Due giorni prima, il 4 maggio, inizierà il processo che vede imputati Gaetano Galvagno e l’autista dell’Ars Roberto Marino. Hanno chiesto il rito immediato. In caso di dichiarazione di inutilizzabilità le stesse intercettazioni uscirebbero dal processo di Galvagno, che risponde anche di peculato. La difese, infatti, solleverebbero la stessa questione.

Scontro sulle intercettazioni

Il tema della inutilizzabilità è stato avanzato dalle difese nel corso dell’udienza preliminare a carico di Sabrina De Capitani, ex portavoce di Galvagno, dell’imprenditrice Caterina Cannariato, della dipendente della Fondazione orchestra sinfonica siciliana Marianna Amato e del manager della comunicazione Alessandro Alessi.

Il processo è stato rinviato al 9 maggio perché la Procura ha prodotto della documentazione su cui la difesa deve replicare prima che il giudice decida se farla entrare nel fascicolo.
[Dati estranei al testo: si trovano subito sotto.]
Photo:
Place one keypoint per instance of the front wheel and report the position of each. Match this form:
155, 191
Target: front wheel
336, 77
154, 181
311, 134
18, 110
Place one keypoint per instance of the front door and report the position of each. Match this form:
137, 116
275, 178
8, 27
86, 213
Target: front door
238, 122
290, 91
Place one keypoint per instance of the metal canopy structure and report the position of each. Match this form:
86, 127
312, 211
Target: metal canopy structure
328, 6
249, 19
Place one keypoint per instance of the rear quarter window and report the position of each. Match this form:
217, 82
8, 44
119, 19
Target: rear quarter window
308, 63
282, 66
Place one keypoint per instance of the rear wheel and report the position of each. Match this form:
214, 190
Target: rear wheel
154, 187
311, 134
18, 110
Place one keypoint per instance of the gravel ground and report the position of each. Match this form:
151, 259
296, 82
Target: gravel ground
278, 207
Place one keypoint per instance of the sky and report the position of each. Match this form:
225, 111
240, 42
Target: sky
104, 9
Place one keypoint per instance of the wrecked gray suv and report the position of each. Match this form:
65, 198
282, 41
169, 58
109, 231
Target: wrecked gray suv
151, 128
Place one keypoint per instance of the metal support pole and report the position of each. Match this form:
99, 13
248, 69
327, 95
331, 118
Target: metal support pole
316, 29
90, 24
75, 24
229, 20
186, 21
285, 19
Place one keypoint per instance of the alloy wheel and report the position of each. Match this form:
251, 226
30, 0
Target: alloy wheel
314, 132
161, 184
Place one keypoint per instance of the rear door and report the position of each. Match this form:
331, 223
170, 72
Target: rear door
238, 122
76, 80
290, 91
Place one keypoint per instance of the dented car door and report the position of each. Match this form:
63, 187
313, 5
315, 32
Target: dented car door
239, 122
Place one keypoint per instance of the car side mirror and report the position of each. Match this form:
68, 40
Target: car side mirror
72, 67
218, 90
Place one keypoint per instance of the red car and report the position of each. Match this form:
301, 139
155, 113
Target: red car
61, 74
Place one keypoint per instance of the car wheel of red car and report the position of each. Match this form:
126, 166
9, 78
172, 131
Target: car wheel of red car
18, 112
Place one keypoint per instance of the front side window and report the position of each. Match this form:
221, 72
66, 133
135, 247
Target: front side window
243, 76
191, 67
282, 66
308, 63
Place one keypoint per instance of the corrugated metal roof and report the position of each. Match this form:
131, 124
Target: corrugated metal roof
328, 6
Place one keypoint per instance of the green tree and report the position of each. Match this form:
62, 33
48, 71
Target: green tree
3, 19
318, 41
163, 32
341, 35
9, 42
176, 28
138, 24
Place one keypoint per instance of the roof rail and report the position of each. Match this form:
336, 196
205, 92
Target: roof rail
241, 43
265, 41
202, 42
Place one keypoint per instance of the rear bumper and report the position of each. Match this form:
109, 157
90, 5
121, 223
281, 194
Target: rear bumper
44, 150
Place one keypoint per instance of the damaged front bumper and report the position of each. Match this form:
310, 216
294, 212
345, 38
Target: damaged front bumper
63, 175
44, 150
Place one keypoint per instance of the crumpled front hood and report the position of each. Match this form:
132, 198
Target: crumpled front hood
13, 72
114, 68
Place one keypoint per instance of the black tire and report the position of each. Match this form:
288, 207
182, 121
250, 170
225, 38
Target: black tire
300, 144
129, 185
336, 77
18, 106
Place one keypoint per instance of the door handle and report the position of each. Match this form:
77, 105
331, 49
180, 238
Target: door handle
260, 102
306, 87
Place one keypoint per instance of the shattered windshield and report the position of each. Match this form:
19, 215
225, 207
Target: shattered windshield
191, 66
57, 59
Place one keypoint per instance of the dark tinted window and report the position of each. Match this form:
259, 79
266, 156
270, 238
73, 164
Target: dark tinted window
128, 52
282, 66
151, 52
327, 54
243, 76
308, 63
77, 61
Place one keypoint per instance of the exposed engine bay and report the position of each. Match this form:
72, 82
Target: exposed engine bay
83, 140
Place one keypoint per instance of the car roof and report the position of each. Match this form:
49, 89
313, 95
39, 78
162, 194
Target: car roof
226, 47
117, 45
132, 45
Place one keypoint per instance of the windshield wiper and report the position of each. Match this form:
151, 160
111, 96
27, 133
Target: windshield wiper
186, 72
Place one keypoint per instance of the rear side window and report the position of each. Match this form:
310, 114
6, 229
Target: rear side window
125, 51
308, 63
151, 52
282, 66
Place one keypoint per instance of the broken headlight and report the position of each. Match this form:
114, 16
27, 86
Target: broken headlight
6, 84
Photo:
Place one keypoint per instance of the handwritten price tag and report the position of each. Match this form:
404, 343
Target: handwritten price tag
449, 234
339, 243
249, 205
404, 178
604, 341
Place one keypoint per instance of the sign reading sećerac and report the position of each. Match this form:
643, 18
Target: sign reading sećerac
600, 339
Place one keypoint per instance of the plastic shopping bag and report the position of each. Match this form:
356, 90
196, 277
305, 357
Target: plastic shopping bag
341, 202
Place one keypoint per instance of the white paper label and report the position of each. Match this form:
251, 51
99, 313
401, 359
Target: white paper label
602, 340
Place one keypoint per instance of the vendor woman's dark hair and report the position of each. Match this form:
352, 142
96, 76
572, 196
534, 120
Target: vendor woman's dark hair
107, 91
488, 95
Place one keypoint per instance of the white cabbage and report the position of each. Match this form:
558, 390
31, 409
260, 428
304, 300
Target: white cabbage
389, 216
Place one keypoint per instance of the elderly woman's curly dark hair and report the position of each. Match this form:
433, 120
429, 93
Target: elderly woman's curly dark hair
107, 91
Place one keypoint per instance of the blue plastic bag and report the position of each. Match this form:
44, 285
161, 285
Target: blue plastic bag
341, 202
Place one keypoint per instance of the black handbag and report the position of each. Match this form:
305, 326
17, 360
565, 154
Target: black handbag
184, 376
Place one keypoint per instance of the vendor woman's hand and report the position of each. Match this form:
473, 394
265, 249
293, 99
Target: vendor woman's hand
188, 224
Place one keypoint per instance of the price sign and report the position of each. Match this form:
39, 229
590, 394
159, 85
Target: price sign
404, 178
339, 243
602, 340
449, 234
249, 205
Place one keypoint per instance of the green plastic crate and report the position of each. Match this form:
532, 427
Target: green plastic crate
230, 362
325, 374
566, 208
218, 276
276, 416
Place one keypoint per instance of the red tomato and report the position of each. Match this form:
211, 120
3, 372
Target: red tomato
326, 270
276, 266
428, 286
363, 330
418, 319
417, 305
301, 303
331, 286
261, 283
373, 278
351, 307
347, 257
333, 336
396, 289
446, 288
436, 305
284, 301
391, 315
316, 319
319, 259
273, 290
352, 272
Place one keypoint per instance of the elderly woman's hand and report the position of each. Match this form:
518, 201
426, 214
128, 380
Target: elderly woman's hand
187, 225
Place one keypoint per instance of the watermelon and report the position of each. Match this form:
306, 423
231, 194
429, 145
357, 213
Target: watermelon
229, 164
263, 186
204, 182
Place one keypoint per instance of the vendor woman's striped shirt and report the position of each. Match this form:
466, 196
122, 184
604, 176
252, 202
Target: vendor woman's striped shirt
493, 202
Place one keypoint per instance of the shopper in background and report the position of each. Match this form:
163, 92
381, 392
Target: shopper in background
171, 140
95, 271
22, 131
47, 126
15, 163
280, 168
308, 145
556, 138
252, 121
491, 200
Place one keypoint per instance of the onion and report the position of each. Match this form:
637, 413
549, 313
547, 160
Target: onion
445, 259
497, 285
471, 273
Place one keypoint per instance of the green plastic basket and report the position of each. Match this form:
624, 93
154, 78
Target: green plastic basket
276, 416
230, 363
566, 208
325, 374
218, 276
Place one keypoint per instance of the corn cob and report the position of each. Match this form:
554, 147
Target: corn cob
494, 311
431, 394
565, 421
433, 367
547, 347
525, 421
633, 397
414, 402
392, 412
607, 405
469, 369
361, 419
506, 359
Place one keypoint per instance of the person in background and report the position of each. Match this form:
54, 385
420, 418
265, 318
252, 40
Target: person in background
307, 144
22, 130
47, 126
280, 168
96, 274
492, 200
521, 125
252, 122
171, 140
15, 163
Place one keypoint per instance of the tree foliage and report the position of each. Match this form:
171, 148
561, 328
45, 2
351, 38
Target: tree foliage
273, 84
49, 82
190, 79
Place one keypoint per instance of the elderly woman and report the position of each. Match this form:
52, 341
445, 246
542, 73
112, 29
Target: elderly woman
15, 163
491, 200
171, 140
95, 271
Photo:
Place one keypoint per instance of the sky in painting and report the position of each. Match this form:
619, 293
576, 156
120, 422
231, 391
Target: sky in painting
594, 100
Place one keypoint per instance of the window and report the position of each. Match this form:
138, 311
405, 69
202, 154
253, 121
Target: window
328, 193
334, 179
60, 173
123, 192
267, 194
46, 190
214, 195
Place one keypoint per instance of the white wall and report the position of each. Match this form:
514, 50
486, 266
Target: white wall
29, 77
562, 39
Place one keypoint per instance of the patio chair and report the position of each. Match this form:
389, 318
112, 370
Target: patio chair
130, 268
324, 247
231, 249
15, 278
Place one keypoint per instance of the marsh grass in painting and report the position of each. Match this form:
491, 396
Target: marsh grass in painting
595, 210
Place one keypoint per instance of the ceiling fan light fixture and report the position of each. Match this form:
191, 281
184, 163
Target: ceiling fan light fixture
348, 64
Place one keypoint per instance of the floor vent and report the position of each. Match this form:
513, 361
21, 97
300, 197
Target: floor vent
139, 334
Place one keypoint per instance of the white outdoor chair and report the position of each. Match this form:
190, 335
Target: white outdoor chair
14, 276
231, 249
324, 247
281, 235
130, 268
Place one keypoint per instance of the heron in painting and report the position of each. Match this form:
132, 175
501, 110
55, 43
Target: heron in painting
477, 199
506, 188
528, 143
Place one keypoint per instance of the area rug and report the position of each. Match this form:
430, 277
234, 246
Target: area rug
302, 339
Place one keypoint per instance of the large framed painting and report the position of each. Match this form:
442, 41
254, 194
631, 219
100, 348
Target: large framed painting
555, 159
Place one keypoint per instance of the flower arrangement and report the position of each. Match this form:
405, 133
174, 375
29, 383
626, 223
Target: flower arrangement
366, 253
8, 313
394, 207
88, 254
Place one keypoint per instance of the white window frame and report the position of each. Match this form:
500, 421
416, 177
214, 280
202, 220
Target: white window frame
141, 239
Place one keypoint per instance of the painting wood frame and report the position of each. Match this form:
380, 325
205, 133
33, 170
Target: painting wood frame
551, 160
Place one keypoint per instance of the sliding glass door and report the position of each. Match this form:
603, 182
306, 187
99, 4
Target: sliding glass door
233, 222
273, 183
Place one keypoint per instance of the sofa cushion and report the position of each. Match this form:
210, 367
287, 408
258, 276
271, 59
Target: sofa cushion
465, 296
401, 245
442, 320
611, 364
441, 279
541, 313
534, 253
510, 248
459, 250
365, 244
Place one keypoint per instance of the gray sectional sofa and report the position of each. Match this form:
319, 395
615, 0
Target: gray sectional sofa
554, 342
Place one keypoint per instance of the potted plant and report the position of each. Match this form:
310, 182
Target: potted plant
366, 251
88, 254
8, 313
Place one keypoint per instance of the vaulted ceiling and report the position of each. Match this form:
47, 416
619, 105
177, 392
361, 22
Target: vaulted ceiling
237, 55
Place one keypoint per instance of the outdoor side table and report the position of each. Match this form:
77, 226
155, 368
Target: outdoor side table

Lo scontro fra accusa e difesa riguarda le intercettazioni sulla vicenda Cannes da cui è partita l’inchiesta sui casi di corruzione all’Ars. Lo scorso giugno è stata archiviata l’inchiesta nei confronti di Lucia Di Fatta, allora dirigente generale del Dipartimento turismo della Regione siciliana, Nicola Tarantino, responsabile di Sicilia film Commission, e Calogero Franco Fazio, dirigente del Turismo ad interim.

Nel corso delle indagini saltò fuori il nome di De Capitani e partì il secondo filone sul finanziamento pubblico di eventi in cui sarebbero state favorite persone vicine al presidente dell’Ars.

Dal caso Cannes alla corruzione all’Ars

Gli avvocati Fabio Ferrara, Vincenzo Lo Re, Mario Monaco, Giada Traina e Luigi Montagliani, sostengono l’inutilizzabilità delle intercettazioni sotto un doppio profilo: nella vicenda di Cannes non fu commesso alcun falso legato all’esclusività del progetto affidato ad Absolute Blue, così come sancito dall’archiviazione, e per potere utilizzare le intercettazioni originarie bisognerebbe provare l’esistenza di un unico disegno criminoso che partiva da Cannes per proseguire con le altre vicende.

A completare il quadro dei processi c’è quello che vede imputata l’assessora Elvira Amata. Prossima udienza il 9 marzo.